When Butch turned to Jo, she rose to her feet and tried to not look as if she were recording every nuance of his face. “So . . . um. Hi.”

She stuck out her hand. And as it floated there on the breeze by its lonesome, she felt foolish and dropped her arm. Just because the male had accepted a guy he already knew so readily did not mean the courtesy had to be extended to a stranger who was more human than his kind. For the moment, at any rate.

“Sorry,” she said as she rubbed her palm on the seat of her jeans.

“Well, I’m not,” Butch said roughly. “It’s really nice to meet you, sis.”

The next thing she knew, she was being pulled into a hard hug—at the same time Manny was being yanked up off the sofa. Butch had the arm span to hold them both . . . and after a moment, Jo let herself fall into the embraces.

Her brothers.

For the first time in her life, she was among her own family, and part of her was overjoyed, her destination reached, the search over. The problem was, she knew better than to start making Sunday dinner plans for the next seven hundred years. If she didn’t go through her transition, they were going to have to make it so she remembered absolutely nothing about this seminal moment in her life.

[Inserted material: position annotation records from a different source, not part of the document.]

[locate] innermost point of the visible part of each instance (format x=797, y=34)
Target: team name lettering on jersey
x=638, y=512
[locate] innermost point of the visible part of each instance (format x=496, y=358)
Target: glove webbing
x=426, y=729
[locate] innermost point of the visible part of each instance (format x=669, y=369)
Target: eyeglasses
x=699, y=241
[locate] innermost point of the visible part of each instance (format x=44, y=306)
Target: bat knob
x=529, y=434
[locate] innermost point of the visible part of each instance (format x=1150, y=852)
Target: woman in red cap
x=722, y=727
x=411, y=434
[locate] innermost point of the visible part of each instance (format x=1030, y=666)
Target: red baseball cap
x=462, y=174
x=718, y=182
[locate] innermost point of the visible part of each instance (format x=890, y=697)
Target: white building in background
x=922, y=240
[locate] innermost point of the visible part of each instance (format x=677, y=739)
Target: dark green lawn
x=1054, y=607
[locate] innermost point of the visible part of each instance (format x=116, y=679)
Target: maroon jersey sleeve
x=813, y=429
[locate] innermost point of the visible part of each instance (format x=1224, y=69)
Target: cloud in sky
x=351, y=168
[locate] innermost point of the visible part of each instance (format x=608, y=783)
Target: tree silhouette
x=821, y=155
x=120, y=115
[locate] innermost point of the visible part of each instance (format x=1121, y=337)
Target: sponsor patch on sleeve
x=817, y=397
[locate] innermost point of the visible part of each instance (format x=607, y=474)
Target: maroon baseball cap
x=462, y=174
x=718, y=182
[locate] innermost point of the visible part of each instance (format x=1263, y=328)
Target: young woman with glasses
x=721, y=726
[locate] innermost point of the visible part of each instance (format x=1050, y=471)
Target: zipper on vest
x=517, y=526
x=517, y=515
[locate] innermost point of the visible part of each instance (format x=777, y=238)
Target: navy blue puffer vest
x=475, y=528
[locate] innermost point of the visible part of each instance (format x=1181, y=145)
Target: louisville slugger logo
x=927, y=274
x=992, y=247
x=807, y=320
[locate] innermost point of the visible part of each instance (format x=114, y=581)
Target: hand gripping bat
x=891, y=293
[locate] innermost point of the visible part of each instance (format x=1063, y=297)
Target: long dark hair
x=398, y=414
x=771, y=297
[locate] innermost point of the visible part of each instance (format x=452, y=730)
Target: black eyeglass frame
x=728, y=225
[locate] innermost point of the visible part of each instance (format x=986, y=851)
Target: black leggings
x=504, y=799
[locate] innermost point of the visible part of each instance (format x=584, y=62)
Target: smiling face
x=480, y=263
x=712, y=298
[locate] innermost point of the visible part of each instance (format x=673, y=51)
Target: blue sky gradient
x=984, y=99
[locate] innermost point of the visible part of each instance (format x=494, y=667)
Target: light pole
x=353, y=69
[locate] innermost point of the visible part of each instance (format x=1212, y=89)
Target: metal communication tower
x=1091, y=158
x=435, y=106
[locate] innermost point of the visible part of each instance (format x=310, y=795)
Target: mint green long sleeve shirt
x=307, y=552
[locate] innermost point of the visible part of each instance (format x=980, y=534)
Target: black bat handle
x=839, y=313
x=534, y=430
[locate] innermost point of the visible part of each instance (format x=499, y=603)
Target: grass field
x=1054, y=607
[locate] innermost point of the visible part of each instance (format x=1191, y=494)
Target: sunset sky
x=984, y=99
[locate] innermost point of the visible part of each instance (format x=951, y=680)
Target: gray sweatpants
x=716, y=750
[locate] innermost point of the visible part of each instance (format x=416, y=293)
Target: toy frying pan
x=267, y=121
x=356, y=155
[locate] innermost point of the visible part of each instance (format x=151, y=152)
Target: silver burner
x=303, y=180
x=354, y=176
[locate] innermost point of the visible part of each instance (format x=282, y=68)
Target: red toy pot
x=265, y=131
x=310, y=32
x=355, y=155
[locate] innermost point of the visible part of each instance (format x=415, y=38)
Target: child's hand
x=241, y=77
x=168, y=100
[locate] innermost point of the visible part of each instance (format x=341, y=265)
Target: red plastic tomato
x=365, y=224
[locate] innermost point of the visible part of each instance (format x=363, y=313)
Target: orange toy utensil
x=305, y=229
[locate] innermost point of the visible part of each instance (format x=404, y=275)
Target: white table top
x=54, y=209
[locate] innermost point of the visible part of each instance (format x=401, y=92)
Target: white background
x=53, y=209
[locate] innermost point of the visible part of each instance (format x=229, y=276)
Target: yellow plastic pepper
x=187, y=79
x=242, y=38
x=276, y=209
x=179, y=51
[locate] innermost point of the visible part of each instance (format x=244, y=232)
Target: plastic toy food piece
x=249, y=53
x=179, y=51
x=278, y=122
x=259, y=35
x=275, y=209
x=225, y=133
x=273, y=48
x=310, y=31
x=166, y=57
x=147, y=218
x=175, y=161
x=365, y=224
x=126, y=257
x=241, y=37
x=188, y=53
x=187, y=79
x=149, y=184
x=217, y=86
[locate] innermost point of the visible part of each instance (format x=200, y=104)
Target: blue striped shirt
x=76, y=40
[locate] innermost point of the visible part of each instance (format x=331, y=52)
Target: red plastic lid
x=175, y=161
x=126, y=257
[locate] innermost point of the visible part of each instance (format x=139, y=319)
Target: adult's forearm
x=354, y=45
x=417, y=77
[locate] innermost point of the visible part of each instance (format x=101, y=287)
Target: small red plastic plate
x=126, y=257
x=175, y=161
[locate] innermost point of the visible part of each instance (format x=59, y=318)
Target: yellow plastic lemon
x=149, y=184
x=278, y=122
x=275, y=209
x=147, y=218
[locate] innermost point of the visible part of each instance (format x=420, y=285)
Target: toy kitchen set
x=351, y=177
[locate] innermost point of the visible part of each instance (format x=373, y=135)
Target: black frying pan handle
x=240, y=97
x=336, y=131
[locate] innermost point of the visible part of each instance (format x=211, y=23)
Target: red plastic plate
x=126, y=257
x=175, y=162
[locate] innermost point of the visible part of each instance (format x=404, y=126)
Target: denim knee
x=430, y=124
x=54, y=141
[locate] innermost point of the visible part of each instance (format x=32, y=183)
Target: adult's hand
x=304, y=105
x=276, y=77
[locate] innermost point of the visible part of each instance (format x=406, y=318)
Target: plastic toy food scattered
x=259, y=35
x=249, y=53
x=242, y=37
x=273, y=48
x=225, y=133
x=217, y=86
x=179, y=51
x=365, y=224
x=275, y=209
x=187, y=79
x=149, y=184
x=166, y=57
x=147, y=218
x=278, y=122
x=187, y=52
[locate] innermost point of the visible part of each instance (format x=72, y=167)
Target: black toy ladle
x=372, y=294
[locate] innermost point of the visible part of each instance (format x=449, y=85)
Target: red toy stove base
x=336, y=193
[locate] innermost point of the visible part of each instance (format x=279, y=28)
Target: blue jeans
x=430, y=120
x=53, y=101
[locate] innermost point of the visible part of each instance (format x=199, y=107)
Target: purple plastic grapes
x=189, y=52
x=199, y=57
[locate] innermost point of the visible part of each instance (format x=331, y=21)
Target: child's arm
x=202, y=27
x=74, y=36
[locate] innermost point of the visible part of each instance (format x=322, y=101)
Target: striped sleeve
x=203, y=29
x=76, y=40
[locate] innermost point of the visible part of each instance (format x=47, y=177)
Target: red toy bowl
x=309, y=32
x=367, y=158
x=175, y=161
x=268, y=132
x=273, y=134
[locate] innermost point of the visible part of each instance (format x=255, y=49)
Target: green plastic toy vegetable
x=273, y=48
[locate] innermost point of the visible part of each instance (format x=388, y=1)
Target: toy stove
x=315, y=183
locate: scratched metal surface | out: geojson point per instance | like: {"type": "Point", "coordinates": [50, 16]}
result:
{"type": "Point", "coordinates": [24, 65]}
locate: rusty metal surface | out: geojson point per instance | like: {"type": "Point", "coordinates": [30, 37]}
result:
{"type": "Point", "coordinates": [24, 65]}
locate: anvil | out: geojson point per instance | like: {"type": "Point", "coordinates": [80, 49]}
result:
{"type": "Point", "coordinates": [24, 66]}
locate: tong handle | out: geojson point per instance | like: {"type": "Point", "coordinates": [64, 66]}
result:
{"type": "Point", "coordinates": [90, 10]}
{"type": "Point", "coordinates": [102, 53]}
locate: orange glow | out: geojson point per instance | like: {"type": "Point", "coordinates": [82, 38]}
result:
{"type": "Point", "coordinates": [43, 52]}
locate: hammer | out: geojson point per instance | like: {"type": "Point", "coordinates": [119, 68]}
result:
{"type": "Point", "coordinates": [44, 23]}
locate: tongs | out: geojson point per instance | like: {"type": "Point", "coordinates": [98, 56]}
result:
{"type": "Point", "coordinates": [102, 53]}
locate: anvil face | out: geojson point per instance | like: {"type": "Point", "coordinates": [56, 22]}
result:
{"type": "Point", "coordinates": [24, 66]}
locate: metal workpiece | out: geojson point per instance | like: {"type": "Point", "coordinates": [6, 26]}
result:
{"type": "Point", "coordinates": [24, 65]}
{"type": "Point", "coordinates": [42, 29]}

Manny had explained how it had to work.

With the war coming to an end, there could be no chances with the secrecy of the race. Especially not with a human . . . who happened to be a reporter.

 

 

About an hour before dawn, Jo was taken back to the real world, and what a chariot she had to ride off into the sunrise with. The long, powerful black Mercedes was, like, Uber Titanium or something—and naturally, it came with a driver in uniform.